Architecture
DashAI is a modular, extensible platform for machine learning workflows. It provides a web-based interface for training models, exploring datasets, explaining predictions, and more. This document describes how DashAI works internally.
High-Level Overview
DashAI follows a client-server architecture with three main runtime processes:
- FastAPI backend — serves the REST API on port 8000. In production it also serves
the compiled React SPA at
/app/. - Huey consumer — a background worker that processes long-running jobs (training, exploration, prediction, etc.).
- React frontend — a single-page application that communicates with the backend
through the REST API. In development it runs separately on port 3000 (
yarn start); in production it is compiled and served by FastAPI.
The entry point is DashAI/__main__.py, which uses Typer as CLI. On startup it:
- Resolves the local data path (defaults to
~/.DashAI). - Starts the Huey consumer. In development (normal Python install) this is an external subprocess; in bundled mode (PyInstaller) it runs as an in-process thread.
- Starts the FastAPI server via Uvicorn.
- Optionally opens a browser or a PyWebView window.
Dependency injection is handled by Kink.
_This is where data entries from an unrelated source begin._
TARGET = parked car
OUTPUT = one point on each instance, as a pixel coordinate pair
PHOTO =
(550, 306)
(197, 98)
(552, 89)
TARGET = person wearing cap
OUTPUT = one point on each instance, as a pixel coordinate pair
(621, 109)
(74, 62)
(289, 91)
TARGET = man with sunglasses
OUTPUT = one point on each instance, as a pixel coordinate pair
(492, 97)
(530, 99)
The DI container (back/container.py)
wires together the database engine, session factory, component registry, and job queue
so that API endpoints can receive them automatically.
Key Patterns
- Component-based extensibility — all ML functionality (models, tasks, metrics, explorers, etc.) is encapsulated in components that share a common registration and configuration mechanism.
- Schema-driven configuration — components declare Pydantic schemas that are converted to JSON Schema for dynamic frontend form generation and backend validation.
- Asynchronous job processing — long-running operations are offloaded to a Huey background worker, with status tracking via signals and database updates.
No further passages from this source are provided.